Thailand. Foto: Unsplash.
Bangkok: Pemerintah Thailand mempertimbangkan rencana untuk mengumpulkan sekitar USD1 miliar dari pasar global melalui penjualan obligasi negara dalam mata uang asing pertama di negara tersebut dalam dua dekade.
Menurut Direktur Jenderal Kantor Pengelolaan Utang Publik Thailand Patchara Anuntasilpa kesepakatan itu dimaksudkan untuk memberikan tolok ukur bagi perusahaan-perusahaan Thailand yang memanfaatkan pasar luar negeri untuk pendanaan mereka.
Pihak berwenang di negara dengan perekonomian terbesar kedua di Asia Tenggara ini lebih memilih untuk mengumpulkan miliaran dolar AS yang diperlukan setiap tahunnya untuk menjembatani kesenjangan anggaran dan mendanai investasi lokal karena tingkat suku bunga yang rendah.
Pada 2022, Thailand menunda rencana penawaran obligasi dolar AS sebagian karena volatilitas pasar.

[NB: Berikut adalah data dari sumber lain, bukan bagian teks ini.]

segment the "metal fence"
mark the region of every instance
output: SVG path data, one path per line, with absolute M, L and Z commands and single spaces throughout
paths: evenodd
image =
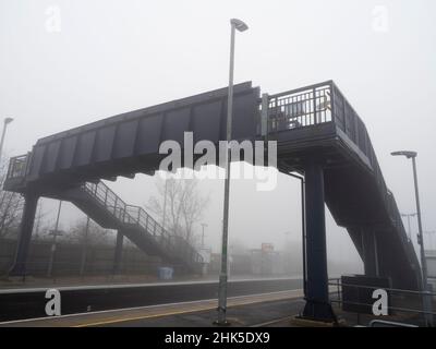
M 331 86 L 313 85 L 269 96 L 269 132 L 287 131 L 332 121 Z
M 334 298 L 330 299 L 330 302 L 337 303 L 342 308 L 346 305 L 352 305 L 356 308 L 368 308 L 372 309 L 373 303 L 365 303 L 365 302 L 354 302 L 348 301 L 343 298 L 343 288 L 351 288 L 359 292 L 367 292 L 367 291 L 375 291 L 377 289 L 383 289 L 389 294 L 389 302 L 388 302 L 388 311 L 389 313 L 398 314 L 398 313 L 407 313 L 407 314 L 414 314 L 414 315 L 431 315 L 433 318 L 436 316 L 435 311 L 424 311 L 423 310 L 423 300 L 424 297 L 429 298 L 433 302 L 436 301 L 436 292 L 428 292 L 428 291 L 413 291 L 413 290 L 403 290 L 403 289 L 396 289 L 396 288 L 386 288 L 386 287 L 375 287 L 375 286 L 362 286 L 362 285 L 352 285 L 352 284 L 344 284 L 341 281 L 340 278 L 330 278 L 329 286 L 332 290 Z

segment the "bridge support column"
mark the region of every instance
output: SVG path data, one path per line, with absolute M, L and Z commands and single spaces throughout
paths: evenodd
M 123 241 L 124 241 L 124 236 L 120 231 L 118 231 L 117 232 L 116 254 L 113 257 L 113 269 L 112 269 L 113 274 L 117 274 L 120 272 Z
M 372 229 L 362 229 L 363 266 L 366 276 L 379 276 L 377 237 Z
M 334 322 L 336 316 L 328 296 L 323 167 L 317 163 L 306 164 L 304 172 L 307 280 L 303 317 Z
M 32 230 L 34 228 L 38 198 L 39 196 L 34 193 L 26 193 L 24 195 L 24 209 L 20 224 L 15 261 L 9 270 L 10 276 L 24 276 L 26 273 L 26 262 L 32 240 Z

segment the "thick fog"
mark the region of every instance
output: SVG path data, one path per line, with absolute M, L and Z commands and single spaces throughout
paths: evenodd
M 235 82 L 253 81 L 274 94 L 334 80 L 365 122 L 403 213 L 415 212 L 411 164 L 389 154 L 419 152 L 424 230 L 435 230 L 433 0 L 0 0 L 0 118 L 15 119 L 4 154 L 24 154 L 41 136 L 105 117 L 225 87 L 230 17 L 250 25 L 237 37 Z M 222 183 L 201 183 L 211 197 L 201 222 L 215 251 Z M 109 185 L 140 205 L 156 193 L 155 179 L 144 174 Z M 253 249 L 270 242 L 276 250 L 289 240 L 301 243 L 299 185 L 283 174 L 271 192 L 232 181 L 230 241 Z M 52 220 L 56 207 L 44 202 Z M 82 216 L 65 205 L 61 225 Z M 414 221 L 412 229 L 415 236 Z M 329 258 L 360 272 L 347 231 L 329 215 L 327 230 Z

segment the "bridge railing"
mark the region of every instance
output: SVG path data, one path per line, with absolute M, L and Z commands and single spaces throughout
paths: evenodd
M 261 107 L 262 108 L 262 107 Z M 332 81 L 268 96 L 268 133 L 317 127 L 332 122 L 366 157 L 386 210 L 399 231 L 400 239 L 412 257 L 413 249 L 407 239 L 400 213 L 388 190 L 377 161 L 368 132 L 358 112 Z
M 182 257 L 191 263 L 203 262 L 202 255 L 187 241 L 175 234 L 170 234 L 142 207 L 128 205 L 104 182 L 86 182 L 83 188 L 96 197 L 117 219 L 145 229 L 171 255 Z
M 323 83 L 269 96 L 269 132 L 332 121 L 331 85 Z

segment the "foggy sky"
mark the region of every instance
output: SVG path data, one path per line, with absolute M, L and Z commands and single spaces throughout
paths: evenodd
M 0 0 L 0 118 L 15 118 L 4 152 L 24 154 L 41 136 L 226 86 L 229 19 L 240 17 L 250 29 L 237 36 L 235 82 L 274 94 L 334 80 L 365 122 L 403 213 L 415 210 L 411 164 L 389 154 L 419 152 L 424 230 L 436 230 L 435 13 L 432 0 Z M 132 204 L 155 192 L 146 176 L 109 184 Z M 213 197 L 206 242 L 217 250 L 222 183 L 202 188 Z M 81 215 L 70 207 L 61 222 Z M 329 257 L 356 265 L 347 231 L 327 221 Z M 280 176 L 267 193 L 253 181 L 232 182 L 230 239 L 279 248 L 287 238 L 301 241 L 300 229 L 295 180 Z

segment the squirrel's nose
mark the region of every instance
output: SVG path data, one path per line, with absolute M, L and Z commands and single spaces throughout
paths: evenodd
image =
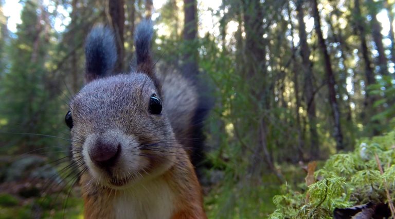
M 120 144 L 109 144 L 99 141 L 91 148 L 89 156 L 95 164 L 105 168 L 114 166 L 120 152 Z

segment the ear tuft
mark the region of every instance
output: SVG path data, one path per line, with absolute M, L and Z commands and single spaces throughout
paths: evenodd
M 111 74 L 117 62 L 117 49 L 113 31 L 98 25 L 88 35 L 85 47 L 87 82 Z
M 148 74 L 152 78 L 154 75 L 150 50 L 153 34 L 152 23 L 151 21 L 145 20 L 136 28 L 134 37 L 137 71 Z

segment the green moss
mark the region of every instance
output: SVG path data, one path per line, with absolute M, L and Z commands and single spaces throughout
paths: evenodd
M 10 207 L 18 205 L 17 198 L 9 194 L 0 194 L 0 206 Z
M 282 194 L 273 198 L 276 209 L 270 218 L 329 218 L 335 208 L 387 202 L 385 185 L 395 190 L 395 184 L 386 183 L 393 182 L 395 175 L 393 145 L 395 132 L 362 140 L 354 151 L 332 156 L 315 172 L 318 182 L 308 187 L 304 183 L 299 187 L 283 186 Z

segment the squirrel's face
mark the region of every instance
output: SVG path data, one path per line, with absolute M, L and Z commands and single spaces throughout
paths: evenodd
M 66 116 L 73 158 L 90 183 L 122 188 L 173 164 L 176 148 L 158 92 L 146 74 L 98 79 L 73 98 Z

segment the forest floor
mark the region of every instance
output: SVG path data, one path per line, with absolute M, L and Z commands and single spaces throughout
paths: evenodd
M 281 169 L 289 183 L 301 182 L 305 175 L 297 165 L 284 165 Z M 274 174 L 266 175 L 257 186 L 226 182 L 230 181 L 203 187 L 208 218 L 267 218 L 275 210 L 273 197 L 280 193 L 280 184 Z M 52 186 L 48 190 L 46 184 L 27 180 L 0 184 L 0 219 L 83 218 L 78 186 L 71 190 Z M 47 194 L 41 197 L 43 190 Z

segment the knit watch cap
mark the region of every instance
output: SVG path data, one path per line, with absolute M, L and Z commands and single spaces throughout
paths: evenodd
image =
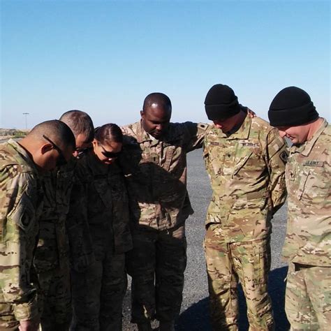
M 268 117 L 272 126 L 296 126 L 317 119 L 318 113 L 306 91 L 290 86 L 274 98 Z
M 216 84 L 212 87 L 205 99 L 205 109 L 212 121 L 226 119 L 240 111 L 238 98 L 228 85 Z

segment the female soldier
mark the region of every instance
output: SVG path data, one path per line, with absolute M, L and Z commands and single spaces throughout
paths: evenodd
M 116 161 L 122 142 L 119 126 L 103 125 L 78 162 L 70 213 L 79 224 L 71 238 L 72 330 L 122 330 L 124 253 L 132 248 L 126 189 Z

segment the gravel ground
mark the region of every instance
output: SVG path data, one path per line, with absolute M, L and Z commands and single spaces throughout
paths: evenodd
M 205 216 L 211 196 L 208 177 L 205 170 L 202 152 L 193 151 L 188 154 L 188 190 L 194 214 L 186 221 L 188 263 L 185 272 L 185 285 L 181 314 L 176 323 L 178 331 L 209 331 L 208 288 L 203 250 L 205 235 Z M 272 271 L 270 274 L 269 292 L 272 300 L 276 330 L 288 330 L 284 312 L 284 279 L 287 268 L 281 261 L 286 224 L 286 210 L 283 207 L 273 220 L 272 235 Z M 130 283 L 130 281 L 129 281 Z M 124 304 L 123 330 L 136 330 L 135 324 L 130 323 L 130 286 Z M 240 291 L 240 330 L 248 330 L 245 303 L 242 292 Z M 157 323 L 153 326 L 156 328 Z

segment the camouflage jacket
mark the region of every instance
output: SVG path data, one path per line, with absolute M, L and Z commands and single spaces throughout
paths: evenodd
M 43 178 L 44 203 L 39 223 L 39 241 L 34 258 L 38 273 L 67 267 L 68 244 L 66 219 L 69 209 L 75 160 L 47 172 Z
M 0 182 L 1 315 L 30 320 L 38 315 L 31 266 L 42 195 L 34 163 L 12 140 L 0 145 Z
M 221 223 L 228 242 L 263 239 L 286 198 L 285 143 L 265 121 L 248 116 L 227 135 L 210 126 L 204 158 L 213 190 L 206 225 Z
M 132 226 L 171 228 L 193 214 L 186 190 L 186 153 L 200 148 L 207 124 L 170 123 L 162 140 L 141 122 L 122 127 L 121 166 L 128 186 Z
M 98 258 L 94 247 L 101 236 L 114 243 L 117 253 L 132 248 L 126 187 L 116 163 L 105 166 L 92 152 L 78 160 L 68 219 L 74 227 L 69 230 L 70 244 L 77 271 Z
M 286 166 L 288 214 L 283 249 L 294 263 L 331 267 L 331 126 L 293 146 Z

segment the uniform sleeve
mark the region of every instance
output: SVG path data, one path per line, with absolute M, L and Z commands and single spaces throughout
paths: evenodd
M 205 123 L 184 123 L 187 132 L 187 141 L 186 145 L 186 152 L 191 152 L 203 147 L 205 135 L 208 128 L 208 124 Z
M 75 170 L 66 230 L 69 240 L 70 260 L 78 272 L 84 272 L 94 260 L 87 219 L 87 187 L 83 167 Z
M 10 168 L 0 173 L 0 285 L 16 319 L 28 321 L 38 315 L 36 288 L 30 279 L 38 231 L 31 194 L 37 192 L 31 189 L 31 175 L 14 173 Z
M 269 191 L 274 214 L 285 203 L 287 196 L 285 184 L 285 166 L 288 152 L 278 130 L 272 129 L 267 137 L 267 167 L 270 175 Z

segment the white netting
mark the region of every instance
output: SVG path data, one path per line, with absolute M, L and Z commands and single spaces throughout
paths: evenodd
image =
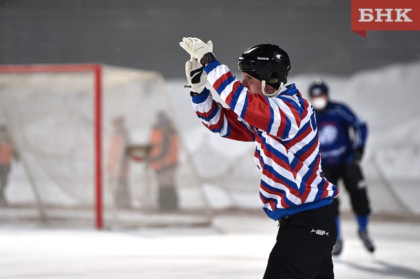
M 159 113 L 165 112 L 175 122 L 160 75 L 108 66 L 102 69 L 101 178 L 105 225 L 175 224 L 181 220 L 186 224 L 189 220 L 194 223 L 209 222 L 207 201 L 182 141 L 174 193 L 178 197 L 178 209 L 170 214 L 160 212 L 155 172 L 144 160 L 138 162 L 131 158 L 121 170 L 127 172 L 128 193 L 124 194 L 128 205 L 123 209 L 116 206 L 118 186 L 112 181 L 109 167 L 116 163 L 115 157 L 109 161 L 116 121 L 124 122 L 127 144 L 136 146 L 150 144 L 149 135 Z M 32 214 L 46 221 L 83 219 L 85 215 L 89 222 L 93 220 L 98 121 L 94 73 L 42 69 L 2 73 L 0 100 L 1 115 L 19 154 L 19 161 L 13 163 L 6 191 L 8 210 L 36 208 L 39 214 Z M 119 151 L 122 157 L 125 156 L 125 148 Z M 67 209 L 85 212 L 72 214 Z M 185 218 L 176 216 L 180 212 Z M 18 218 L 19 214 L 14 216 Z

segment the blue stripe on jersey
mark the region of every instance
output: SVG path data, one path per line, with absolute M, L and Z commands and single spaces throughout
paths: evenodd
M 194 104 L 201 104 L 207 99 L 209 94 L 210 94 L 210 90 L 204 87 L 204 89 L 200 94 L 191 96 L 193 102 Z
M 211 111 L 211 113 L 210 113 L 210 115 L 209 116 L 205 117 L 205 116 L 200 115 L 197 115 L 197 116 L 198 116 L 198 118 L 202 119 L 203 120 L 208 122 L 209 121 L 211 120 L 216 116 L 216 115 L 218 113 L 218 111 L 219 111 L 219 107 L 216 105 L 214 107 L 214 109 L 213 110 L 213 111 Z
M 282 153 L 280 151 L 267 144 L 266 138 L 262 136 L 262 133 L 260 134 L 259 135 L 261 137 L 262 144 L 265 146 L 267 150 L 270 151 L 273 155 L 279 158 L 280 160 L 288 162 L 288 158 L 284 154 Z
M 311 124 L 312 125 L 312 129 L 315 131 L 317 129 L 317 122 L 315 121 L 314 113 L 312 113 L 312 115 L 311 115 Z
M 267 97 L 266 97 L 266 100 L 267 100 L 267 102 L 269 102 L 269 98 Z M 270 133 L 270 131 L 271 131 L 273 123 L 274 123 L 274 109 L 273 109 L 273 107 L 270 106 L 270 122 L 269 122 L 269 126 L 267 127 L 267 132 Z
M 204 71 L 206 74 L 209 74 L 211 71 L 213 71 L 216 67 L 220 65 L 219 61 L 213 61 L 210 62 L 206 67 L 204 67 Z
M 310 148 L 311 148 L 317 143 L 317 140 L 318 140 L 317 137 L 313 137 L 312 138 L 312 140 L 311 140 L 311 142 L 309 142 L 308 143 L 308 144 L 306 144 L 304 146 L 303 146 L 302 148 L 300 148 L 300 150 L 299 150 L 299 155 L 302 156 L 304 154 L 305 154 L 306 153 L 306 151 L 308 151 Z M 318 154 L 319 153 L 318 153 Z M 311 163 L 311 165 L 313 164 L 313 162 Z
M 276 172 L 271 166 L 265 165 L 264 168 L 266 170 L 267 170 L 269 172 L 272 173 L 275 177 L 277 177 L 277 178 L 279 178 L 279 179 L 283 180 L 284 181 L 284 183 L 286 183 L 286 185 L 284 185 L 284 187 L 289 188 L 289 186 L 288 186 L 295 184 L 295 182 L 291 181 L 290 180 L 287 179 L 286 177 L 282 176 L 282 175 L 280 175 L 280 173 Z M 277 182 L 276 182 L 276 183 L 277 183 Z M 283 201 L 288 206 L 295 205 L 295 203 L 293 203 L 288 199 L 287 199 L 287 197 L 286 197 L 286 191 L 284 191 L 283 189 L 271 186 L 269 184 L 268 184 L 266 182 L 264 181 L 262 179 L 261 180 L 261 183 L 263 184 L 266 188 L 267 188 L 270 191 L 272 191 L 274 192 L 280 192 L 282 194 L 284 194 Z M 267 199 L 272 199 L 272 198 L 267 197 Z
M 223 124 L 224 124 L 224 119 L 223 120 Z M 222 125 L 222 128 L 223 128 L 223 125 Z M 231 135 L 231 124 L 229 124 L 229 123 L 227 122 L 227 127 L 226 135 L 224 135 L 223 136 L 223 137 L 227 137 L 229 135 Z
M 236 89 L 236 91 L 240 91 L 242 90 L 242 89 L 241 88 L 241 87 L 238 87 Z M 242 119 L 244 119 L 244 117 L 245 116 L 245 112 L 246 112 L 246 109 L 248 109 L 248 94 L 246 94 L 246 96 L 245 96 L 245 100 L 244 101 L 244 107 L 242 108 L 242 111 L 240 113 L 240 118 Z
M 288 133 L 290 132 L 291 128 L 292 126 L 292 122 L 288 119 L 288 118 L 286 118 L 286 126 L 284 127 L 284 130 L 283 131 L 283 135 L 281 135 L 282 138 L 288 137 Z
M 284 98 L 284 97 L 281 96 L 279 96 L 279 98 L 280 98 L 280 99 L 282 100 L 283 100 L 283 102 L 287 102 L 287 103 L 288 103 L 288 104 L 291 104 L 293 106 L 293 107 L 295 108 L 295 110 L 296 111 L 297 111 L 297 113 L 299 113 L 299 117 L 300 117 L 300 118 L 302 118 L 302 113 L 303 113 L 304 111 L 303 111 L 303 110 L 302 110 L 302 109 L 300 108 L 300 107 L 299 106 L 299 104 L 297 104 L 297 103 L 295 101 L 292 100 L 291 100 L 291 99 L 290 99 L 290 98 Z

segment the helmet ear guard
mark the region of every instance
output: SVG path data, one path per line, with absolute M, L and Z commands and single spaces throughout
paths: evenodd
M 238 59 L 238 67 L 241 71 L 261 80 L 262 92 L 272 97 L 278 95 L 287 83 L 291 65 L 287 53 L 280 47 L 262 44 L 248 49 Z M 274 93 L 266 93 L 266 84 L 277 90 Z

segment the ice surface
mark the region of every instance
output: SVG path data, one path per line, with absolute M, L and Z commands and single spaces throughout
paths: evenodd
M 342 223 L 337 278 L 420 278 L 420 225 L 374 222 L 370 254 L 353 221 Z M 261 278 L 277 224 L 261 216 L 217 217 L 213 226 L 129 231 L 0 228 L 1 278 Z

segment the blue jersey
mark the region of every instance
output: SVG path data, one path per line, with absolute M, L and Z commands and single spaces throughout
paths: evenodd
M 354 150 L 364 148 L 368 135 L 365 121 L 344 104 L 328 101 L 326 108 L 316 112 L 323 166 L 349 164 Z
M 204 71 L 229 108 L 213 100 L 207 89 L 193 96 L 193 107 L 213 133 L 255 142 L 255 161 L 262 170 L 260 198 L 266 214 L 277 220 L 330 203 L 338 190 L 323 176 L 313 109 L 295 85 L 269 98 L 249 92 L 218 61 L 209 63 Z

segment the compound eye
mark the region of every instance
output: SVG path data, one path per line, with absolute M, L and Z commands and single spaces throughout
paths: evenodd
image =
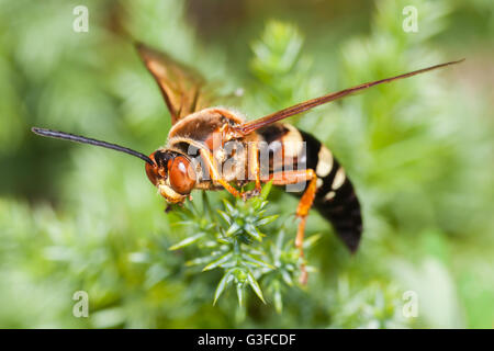
M 190 161 L 183 156 L 178 156 L 170 160 L 170 163 L 168 177 L 171 188 L 179 194 L 189 194 L 195 185 L 195 173 Z

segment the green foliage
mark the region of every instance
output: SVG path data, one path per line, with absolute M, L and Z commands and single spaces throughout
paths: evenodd
M 492 327 L 493 2 L 380 0 L 370 13 L 273 3 L 251 4 L 235 25 L 214 11 L 193 26 L 197 9 L 181 1 L 88 0 L 81 34 L 79 2 L 0 0 L 0 327 Z M 402 30 L 405 5 L 418 10 L 417 33 Z M 345 166 L 364 219 L 350 256 L 311 213 L 301 287 L 295 197 L 195 192 L 164 214 L 137 159 L 32 135 L 38 125 L 148 154 L 165 143 L 169 116 L 128 36 L 244 88 L 235 107 L 250 118 L 467 61 L 291 118 Z M 77 291 L 88 318 L 71 314 Z M 406 291 L 417 318 L 402 314 Z

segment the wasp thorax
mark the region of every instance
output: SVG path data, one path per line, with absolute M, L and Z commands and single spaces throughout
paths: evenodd
M 195 172 L 184 155 L 158 150 L 149 155 L 146 174 L 159 193 L 170 203 L 183 202 L 195 185 Z

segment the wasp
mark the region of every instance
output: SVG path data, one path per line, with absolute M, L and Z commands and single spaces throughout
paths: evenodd
M 361 206 L 350 179 L 332 151 L 311 134 L 280 121 L 374 86 L 462 61 L 367 82 L 246 121 L 237 111 L 214 106 L 214 98 L 205 89 L 204 79 L 193 69 L 143 44 L 136 44 L 136 48 L 159 86 L 171 116 L 172 126 L 165 147 L 146 156 L 115 144 L 68 133 L 37 127 L 32 131 L 42 136 L 96 145 L 141 158 L 145 161 L 149 181 L 169 204 L 191 200 L 194 189 L 226 190 L 236 197 L 248 199 L 259 194 L 261 184 L 266 182 L 302 184 L 295 211 L 300 220 L 295 246 L 301 257 L 305 223 L 312 207 L 332 223 L 337 236 L 355 252 L 362 234 Z M 267 161 L 261 162 L 261 155 L 266 152 Z M 287 162 L 295 167 L 287 169 Z M 300 165 L 303 167 L 297 167 Z M 244 191 L 247 183 L 254 183 L 254 189 Z M 302 263 L 301 282 L 306 280 Z

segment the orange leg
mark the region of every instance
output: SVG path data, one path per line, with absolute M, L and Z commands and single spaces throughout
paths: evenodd
M 270 180 L 274 185 L 285 185 L 295 184 L 302 181 L 308 181 L 308 186 L 303 193 L 299 206 L 296 207 L 296 216 L 300 218 L 299 228 L 296 230 L 295 246 L 300 250 L 300 256 L 304 257 L 303 244 L 305 234 L 305 222 L 307 219 L 308 211 L 314 202 L 315 193 L 317 191 L 317 176 L 312 169 L 307 170 L 296 170 L 287 172 L 277 172 L 271 174 Z M 307 271 L 305 270 L 305 264 L 301 263 L 301 284 L 307 283 Z
M 226 191 L 228 191 L 232 195 L 235 197 L 240 196 L 238 193 L 238 190 L 233 188 L 227 181 L 225 181 L 217 171 L 217 163 L 216 159 L 214 158 L 213 154 L 207 151 L 206 149 L 200 149 L 199 152 L 201 154 L 202 159 L 204 160 L 205 165 L 207 166 L 207 169 L 210 171 L 211 180 L 215 183 L 221 184 L 223 188 L 225 188 Z

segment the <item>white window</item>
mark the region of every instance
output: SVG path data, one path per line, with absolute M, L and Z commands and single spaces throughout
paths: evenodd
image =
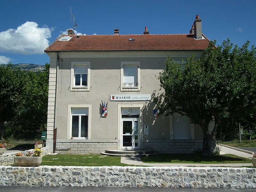
M 172 116 L 173 138 L 174 139 L 191 139 L 189 118 L 177 113 Z
M 84 65 L 75 65 L 74 66 L 74 86 L 87 86 L 87 75 L 88 67 Z
M 140 91 L 140 61 L 121 61 L 121 91 Z
M 88 108 L 71 108 L 71 137 L 88 138 Z
M 71 91 L 90 91 L 90 61 L 71 62 Z
M 124 66 L 124 86 L 138 86 L 138 66 L 125 65 Z

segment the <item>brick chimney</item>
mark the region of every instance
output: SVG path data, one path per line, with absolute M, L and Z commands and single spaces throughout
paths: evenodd
M 114 29 L 114 33 L 115 35 L 119 35 L 119 29 Z
M 199 19 L 199 15 L 196 15 L 194 21 L 194 37 L 196 39 L 202 38 L 202 20 Z
M 149 34 L 149 32 L 148 30 L 148 27 L 145 27 L 145 30 L 143 32 L 143 34 L 144 35 L 148 35 Z
M 192 26 L 192 27 L 191 28 L 191 29 L 190 30 L 190 31 L 189 31 L 189 33 L 190 34 L 194 34 L 194 25 Z
M 72 29 L 68 29 L 68 35 L 75 35 L 75 32 Z

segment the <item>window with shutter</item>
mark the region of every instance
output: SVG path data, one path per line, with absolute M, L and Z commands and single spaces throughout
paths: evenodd
M 138 69 L 137 65 L 124 66 L 124 85 L 125 87 L 138 86 Z
M 87 86 L 88 67 L 79 65 L 74 66 L 74 86 Z

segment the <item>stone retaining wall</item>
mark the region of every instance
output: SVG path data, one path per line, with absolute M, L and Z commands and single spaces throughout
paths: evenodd
M 143 149 L 161 153 L 193 153 L 203 148 L 202 140 L 144 140 Z
M 57 142 L 56 152 L 64 154 L 99 154 L 107 149 L 116 149 L 115 142 Z
M 43 151 L 42 156 L 44 156 L 50 153 L 50 148 L 46 147 L 41 149 Z M 34 149 L 26 150 L 23 152 L 23 155 L 26 155 L 29 151 L 34 151 Z M 14 156 L 16 153 L 4 153 L 0 155 L 0 166 L 8 165 L 14 163 Z
M 0 186 L 256 188 L 255 169 L 0 166 Z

Namun Perdana Menteri Thailand Srettha Thavisin telah mengusulkan penjualan obligasi luar negeri agar investor global dapat membiayai proyek-proyek berkelanjutan.
"Pilihan yang paling mungkin adalah obligasi dalam mata uang dolar AS karena ini adalah mata uang dan patokan yang banyak digunakan,” kata Patchara, dilansir
Business Times, Kamis, 15 Februari 2024.
Wakil Menteri Keuangan Thailand Julapun Amornvivat mengatakan bulan lalu, pihak berwenang dengan hati-hati mengevaluasi penjualan uang kertas dalam mata uang dolar AS, yen atau yuan dengan target untuk diterbitkan dalam satu hingga dua tahun ke depan.
Dia mengakui biaya pinjaman obligasi dengan harga dolar AS akan lebih tinggi dari obligasi biasa. Namun akan lebih murah atau setara dengan biaya lokal jika dalam mata uang yen atau yuan.
Surat utang negara AS bertenor 10 tahun memiliki imbal hasil sekitar 4,24 persen. Jumlahnya lebih rendah bila dibandingkan dengan yield 2,55 persen untuk surat utang negara lain bertenor serupa. Obligasi pemerintah Tiongkok yang dihargakan dalam yuan memiliki yield 2,43 persen.
Biaya keseluruhan penerbitan obligasi oleh Thailand dalam mata uang apapun termasuk yen akan lebih tinggi dibandingkan suku bunga lokal.
"Ini sangat menantang karena biaya pendanaan lokal lebih murah dan nyaman, jadi kita perlu meyakinkan masyarakat mengapa kita perlu melakukannya dengan cara yang sulit,” kata Patchara.
Membiayai proyek-proyek berkelanjutan
Hasil dari penjualan obligasi internasional kemungkinan akan digunakan untuk membiayai proyek-proyek terkait keberlanjutan karena memberikan nilai tambah bagi perekonomian.
Srettha tahun lalu bertemu dengan CEO BlackRock Larry Fink dan mendesaknya untuk mempertimbangkan investasi pada obligasi berkelanjutan yang diterbitkan oleh Pemerintah Thailand.
Saat ini, utang dalam mata uang asing hanya menyumbang 1,8 persen dari total utang pemerintah Thailand dan sebagian besar berbentuk pinjaman dari lembaga multilateral.